Ashley Dawson is Professor of English at the Graduate Center, City University of New York. His field of specialization is postcolonial studies. Areas of interest of his include the experience and literature of migration, including movement from colonial and postcolonial nations to the former imperial center (Britain in particular) and from rural areas to mega-cities of the global South such as Lagos and Mumbai. He has also worked on contemporary discourses of US imperialism, on the rhizomatic organizing forms of the global justice movement, and on emerging global discourses of environmental governance.

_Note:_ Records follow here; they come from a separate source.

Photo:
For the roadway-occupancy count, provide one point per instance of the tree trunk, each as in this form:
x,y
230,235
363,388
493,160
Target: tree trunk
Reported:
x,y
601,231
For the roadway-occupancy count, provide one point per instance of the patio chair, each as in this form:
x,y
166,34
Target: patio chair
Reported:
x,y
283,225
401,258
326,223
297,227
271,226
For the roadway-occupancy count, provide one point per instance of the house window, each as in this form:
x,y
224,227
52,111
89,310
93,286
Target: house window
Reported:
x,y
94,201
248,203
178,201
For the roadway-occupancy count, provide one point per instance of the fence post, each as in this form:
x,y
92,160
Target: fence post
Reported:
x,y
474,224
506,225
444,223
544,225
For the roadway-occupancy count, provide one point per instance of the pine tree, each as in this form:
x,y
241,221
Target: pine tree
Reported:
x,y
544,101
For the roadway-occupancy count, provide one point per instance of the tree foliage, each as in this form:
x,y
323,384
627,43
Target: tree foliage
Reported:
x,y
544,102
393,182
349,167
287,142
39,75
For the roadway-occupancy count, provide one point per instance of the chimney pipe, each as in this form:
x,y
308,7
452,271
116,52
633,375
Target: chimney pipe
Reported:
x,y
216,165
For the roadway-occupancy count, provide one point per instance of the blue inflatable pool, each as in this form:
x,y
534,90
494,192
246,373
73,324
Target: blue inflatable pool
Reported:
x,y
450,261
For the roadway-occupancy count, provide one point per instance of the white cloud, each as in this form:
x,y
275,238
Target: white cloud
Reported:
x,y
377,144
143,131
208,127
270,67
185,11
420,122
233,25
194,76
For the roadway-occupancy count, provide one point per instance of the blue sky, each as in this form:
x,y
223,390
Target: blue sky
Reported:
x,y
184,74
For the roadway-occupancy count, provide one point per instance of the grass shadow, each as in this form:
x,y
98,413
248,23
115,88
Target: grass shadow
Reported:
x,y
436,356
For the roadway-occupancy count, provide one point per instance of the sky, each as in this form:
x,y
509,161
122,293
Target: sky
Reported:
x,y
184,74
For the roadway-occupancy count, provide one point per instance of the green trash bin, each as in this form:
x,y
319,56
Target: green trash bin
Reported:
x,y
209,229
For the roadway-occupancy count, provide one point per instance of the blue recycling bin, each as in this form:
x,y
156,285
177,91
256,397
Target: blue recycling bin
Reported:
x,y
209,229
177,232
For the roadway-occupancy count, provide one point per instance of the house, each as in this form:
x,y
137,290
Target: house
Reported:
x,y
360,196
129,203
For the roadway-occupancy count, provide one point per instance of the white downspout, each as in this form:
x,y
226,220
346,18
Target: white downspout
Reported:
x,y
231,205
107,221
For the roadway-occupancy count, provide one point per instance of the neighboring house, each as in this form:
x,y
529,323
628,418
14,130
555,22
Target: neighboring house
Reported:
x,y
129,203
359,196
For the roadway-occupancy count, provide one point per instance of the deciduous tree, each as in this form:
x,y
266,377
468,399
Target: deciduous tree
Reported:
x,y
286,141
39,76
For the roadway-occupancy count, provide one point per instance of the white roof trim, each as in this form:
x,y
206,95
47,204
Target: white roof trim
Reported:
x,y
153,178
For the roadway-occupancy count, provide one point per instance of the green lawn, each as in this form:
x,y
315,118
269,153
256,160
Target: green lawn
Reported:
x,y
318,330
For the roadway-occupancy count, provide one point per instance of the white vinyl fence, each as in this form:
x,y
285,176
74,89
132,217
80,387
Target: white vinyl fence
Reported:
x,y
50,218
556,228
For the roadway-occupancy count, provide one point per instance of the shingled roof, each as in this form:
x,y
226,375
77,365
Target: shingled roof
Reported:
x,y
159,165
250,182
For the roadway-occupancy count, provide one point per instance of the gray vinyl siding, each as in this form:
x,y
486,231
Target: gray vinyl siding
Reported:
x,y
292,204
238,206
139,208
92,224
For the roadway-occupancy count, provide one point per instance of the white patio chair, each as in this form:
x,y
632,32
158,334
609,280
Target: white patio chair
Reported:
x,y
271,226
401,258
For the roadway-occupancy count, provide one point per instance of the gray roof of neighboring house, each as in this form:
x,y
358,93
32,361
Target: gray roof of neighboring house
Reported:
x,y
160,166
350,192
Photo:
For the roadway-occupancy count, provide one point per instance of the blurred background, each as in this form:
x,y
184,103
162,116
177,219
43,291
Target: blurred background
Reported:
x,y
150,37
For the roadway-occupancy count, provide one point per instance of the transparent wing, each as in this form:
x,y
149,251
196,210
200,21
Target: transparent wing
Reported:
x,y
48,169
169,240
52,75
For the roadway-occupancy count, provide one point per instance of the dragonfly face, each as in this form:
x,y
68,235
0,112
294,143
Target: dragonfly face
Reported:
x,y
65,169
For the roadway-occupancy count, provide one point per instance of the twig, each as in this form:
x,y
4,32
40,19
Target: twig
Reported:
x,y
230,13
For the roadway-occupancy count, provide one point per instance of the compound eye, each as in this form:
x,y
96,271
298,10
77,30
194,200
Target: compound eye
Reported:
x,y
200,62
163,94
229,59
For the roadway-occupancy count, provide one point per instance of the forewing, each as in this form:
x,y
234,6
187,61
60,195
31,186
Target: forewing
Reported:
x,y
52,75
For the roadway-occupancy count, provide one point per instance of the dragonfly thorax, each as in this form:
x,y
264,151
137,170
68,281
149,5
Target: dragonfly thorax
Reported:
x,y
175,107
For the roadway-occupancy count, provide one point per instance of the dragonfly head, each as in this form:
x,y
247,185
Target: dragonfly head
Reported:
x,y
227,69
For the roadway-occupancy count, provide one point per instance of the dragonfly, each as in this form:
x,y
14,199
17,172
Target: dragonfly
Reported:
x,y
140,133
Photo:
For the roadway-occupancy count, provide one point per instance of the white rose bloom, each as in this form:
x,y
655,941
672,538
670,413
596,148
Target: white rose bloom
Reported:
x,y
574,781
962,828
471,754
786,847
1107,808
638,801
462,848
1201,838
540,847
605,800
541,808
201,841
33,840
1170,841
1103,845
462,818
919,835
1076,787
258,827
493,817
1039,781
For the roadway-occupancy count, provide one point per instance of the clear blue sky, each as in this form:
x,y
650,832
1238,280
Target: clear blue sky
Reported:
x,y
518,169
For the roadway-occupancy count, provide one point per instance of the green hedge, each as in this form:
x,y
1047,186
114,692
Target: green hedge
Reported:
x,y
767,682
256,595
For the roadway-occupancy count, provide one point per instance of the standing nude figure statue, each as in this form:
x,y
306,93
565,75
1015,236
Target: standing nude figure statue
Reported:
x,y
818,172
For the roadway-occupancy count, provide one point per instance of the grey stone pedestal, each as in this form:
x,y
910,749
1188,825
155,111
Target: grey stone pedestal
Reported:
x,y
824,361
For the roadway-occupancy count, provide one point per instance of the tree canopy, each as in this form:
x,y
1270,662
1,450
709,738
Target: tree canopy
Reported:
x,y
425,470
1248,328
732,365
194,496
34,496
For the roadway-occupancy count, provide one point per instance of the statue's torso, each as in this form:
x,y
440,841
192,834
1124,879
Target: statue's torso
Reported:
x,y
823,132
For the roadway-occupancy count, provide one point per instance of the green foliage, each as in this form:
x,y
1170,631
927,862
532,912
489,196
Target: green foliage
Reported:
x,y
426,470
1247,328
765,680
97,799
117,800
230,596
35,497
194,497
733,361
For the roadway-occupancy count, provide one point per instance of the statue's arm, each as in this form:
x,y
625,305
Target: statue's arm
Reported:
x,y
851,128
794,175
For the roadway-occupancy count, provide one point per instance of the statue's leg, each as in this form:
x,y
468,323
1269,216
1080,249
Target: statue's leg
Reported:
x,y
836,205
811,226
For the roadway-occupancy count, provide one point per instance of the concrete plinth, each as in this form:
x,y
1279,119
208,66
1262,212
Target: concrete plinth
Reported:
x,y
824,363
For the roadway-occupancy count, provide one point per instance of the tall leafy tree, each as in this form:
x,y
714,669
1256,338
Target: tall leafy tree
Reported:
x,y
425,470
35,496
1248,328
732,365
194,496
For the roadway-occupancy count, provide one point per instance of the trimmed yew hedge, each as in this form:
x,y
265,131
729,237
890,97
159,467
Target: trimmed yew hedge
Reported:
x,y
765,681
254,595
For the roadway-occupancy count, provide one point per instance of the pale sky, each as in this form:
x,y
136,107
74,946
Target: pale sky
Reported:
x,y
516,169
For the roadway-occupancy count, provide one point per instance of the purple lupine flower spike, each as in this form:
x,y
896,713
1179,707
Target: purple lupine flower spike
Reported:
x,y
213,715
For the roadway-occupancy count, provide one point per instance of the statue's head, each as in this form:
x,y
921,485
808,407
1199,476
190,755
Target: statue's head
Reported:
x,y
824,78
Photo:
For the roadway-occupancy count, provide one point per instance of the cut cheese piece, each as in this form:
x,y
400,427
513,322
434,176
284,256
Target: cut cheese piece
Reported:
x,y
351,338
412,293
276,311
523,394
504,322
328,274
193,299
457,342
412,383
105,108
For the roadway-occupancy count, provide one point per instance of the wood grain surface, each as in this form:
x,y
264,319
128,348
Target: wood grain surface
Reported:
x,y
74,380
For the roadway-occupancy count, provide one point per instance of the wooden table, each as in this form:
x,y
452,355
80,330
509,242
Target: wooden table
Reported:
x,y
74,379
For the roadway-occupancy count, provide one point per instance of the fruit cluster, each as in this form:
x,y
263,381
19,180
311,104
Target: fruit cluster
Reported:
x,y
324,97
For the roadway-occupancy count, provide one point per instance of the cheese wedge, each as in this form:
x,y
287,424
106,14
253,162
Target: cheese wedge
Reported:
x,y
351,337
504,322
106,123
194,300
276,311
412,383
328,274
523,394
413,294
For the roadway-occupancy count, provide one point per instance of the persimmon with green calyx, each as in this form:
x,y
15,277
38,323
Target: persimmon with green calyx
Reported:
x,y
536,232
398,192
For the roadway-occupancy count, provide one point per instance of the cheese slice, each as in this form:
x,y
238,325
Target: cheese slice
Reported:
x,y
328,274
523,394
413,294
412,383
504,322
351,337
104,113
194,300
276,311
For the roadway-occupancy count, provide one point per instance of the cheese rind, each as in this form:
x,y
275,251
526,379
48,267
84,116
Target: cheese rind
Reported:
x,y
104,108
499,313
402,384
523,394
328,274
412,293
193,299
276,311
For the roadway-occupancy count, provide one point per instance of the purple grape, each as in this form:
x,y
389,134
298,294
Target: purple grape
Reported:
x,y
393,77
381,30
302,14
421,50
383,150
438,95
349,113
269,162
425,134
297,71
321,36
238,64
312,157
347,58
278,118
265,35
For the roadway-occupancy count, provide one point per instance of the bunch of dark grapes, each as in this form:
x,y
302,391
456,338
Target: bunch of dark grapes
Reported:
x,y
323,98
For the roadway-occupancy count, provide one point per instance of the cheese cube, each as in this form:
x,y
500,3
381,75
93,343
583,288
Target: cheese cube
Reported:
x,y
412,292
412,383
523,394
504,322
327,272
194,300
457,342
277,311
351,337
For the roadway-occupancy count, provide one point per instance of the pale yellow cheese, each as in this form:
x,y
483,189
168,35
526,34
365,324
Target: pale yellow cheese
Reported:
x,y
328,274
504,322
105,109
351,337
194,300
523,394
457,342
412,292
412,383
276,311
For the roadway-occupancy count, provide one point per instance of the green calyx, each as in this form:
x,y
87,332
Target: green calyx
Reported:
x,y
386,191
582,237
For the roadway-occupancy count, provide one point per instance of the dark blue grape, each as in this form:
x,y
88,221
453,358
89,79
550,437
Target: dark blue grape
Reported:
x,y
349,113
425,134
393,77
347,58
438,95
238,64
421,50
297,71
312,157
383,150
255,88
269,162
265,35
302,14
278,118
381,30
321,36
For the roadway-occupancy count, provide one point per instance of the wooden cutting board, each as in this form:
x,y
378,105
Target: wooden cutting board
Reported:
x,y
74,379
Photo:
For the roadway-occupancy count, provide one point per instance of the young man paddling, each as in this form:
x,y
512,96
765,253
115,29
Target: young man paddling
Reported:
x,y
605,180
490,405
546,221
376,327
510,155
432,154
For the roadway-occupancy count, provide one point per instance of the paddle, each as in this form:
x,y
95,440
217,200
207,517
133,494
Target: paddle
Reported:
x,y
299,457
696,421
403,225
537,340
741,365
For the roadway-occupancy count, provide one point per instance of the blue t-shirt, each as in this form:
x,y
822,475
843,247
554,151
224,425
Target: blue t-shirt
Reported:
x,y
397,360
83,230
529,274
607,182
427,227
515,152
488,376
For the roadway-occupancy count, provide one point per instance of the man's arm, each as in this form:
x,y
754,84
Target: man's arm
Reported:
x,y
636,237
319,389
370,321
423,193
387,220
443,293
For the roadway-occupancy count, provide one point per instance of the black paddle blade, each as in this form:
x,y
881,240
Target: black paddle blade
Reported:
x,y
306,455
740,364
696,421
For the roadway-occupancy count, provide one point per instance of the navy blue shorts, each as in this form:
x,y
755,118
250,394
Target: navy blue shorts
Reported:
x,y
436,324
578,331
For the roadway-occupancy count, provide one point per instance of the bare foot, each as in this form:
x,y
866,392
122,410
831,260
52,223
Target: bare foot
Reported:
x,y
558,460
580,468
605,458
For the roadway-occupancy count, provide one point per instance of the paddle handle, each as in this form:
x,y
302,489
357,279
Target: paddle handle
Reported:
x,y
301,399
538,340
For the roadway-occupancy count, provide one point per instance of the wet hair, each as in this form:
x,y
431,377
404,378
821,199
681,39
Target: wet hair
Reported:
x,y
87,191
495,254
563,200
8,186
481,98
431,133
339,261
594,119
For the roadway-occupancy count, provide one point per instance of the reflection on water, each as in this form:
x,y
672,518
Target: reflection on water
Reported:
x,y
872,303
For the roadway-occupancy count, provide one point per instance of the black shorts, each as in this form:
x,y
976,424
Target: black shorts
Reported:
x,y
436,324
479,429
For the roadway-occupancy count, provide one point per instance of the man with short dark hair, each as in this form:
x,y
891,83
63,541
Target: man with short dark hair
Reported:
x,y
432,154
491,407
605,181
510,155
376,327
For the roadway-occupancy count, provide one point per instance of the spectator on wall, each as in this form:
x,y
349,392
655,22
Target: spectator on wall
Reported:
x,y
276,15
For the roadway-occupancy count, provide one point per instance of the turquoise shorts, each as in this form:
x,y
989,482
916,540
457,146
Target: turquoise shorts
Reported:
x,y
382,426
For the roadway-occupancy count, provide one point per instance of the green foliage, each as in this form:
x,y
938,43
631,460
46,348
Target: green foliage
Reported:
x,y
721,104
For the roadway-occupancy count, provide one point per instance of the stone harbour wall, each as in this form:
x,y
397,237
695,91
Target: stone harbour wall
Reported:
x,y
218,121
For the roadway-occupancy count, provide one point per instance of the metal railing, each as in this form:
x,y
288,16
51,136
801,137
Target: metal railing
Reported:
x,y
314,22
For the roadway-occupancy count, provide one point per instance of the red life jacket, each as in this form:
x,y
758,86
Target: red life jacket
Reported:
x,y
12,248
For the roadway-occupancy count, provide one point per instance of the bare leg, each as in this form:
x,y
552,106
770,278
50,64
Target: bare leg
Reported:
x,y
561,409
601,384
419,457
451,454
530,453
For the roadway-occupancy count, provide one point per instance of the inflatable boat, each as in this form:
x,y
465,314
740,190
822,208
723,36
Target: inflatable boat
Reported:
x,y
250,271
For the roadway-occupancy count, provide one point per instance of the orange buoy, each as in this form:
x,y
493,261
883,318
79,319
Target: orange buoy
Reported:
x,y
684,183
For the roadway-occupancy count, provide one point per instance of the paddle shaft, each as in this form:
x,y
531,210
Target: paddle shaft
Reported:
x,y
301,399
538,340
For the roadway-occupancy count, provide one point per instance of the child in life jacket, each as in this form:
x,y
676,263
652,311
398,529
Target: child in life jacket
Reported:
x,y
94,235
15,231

Dawson is the author of Extreme Cities: The Peril and Promise of Urban Life in the Age of Climate Change (Verso 2017),  Extinction: A Radical History (O/R 2016), The Routledge Concise History of Twentieth-Century British Literature (Routledge2013), and Mongrel Nation: Diasporic Culture and the Making of Postcolonial Britain (University of Michigan Press 2007), and co-editor of Against Apartheid: The Case for Boycotting Israeli Universities (Haymarket 2015), The State, Democracy, and the Struggle for Global Justice (Routledge 2009), Dangerous Professors: Academic Freedom and the National Security Campus (University of Michigan Press 2009), and Exceptional State: Contemporary US Culture and the New Imperialism (Duke University Press 2007).

He has published articles in journals such as African Studies Review, Atlantic Studies, Cultural Critique, Interventions, Jouvert, Postcolonial Studies, Postmodern Culture, Screen, Small Axe, and Social Text.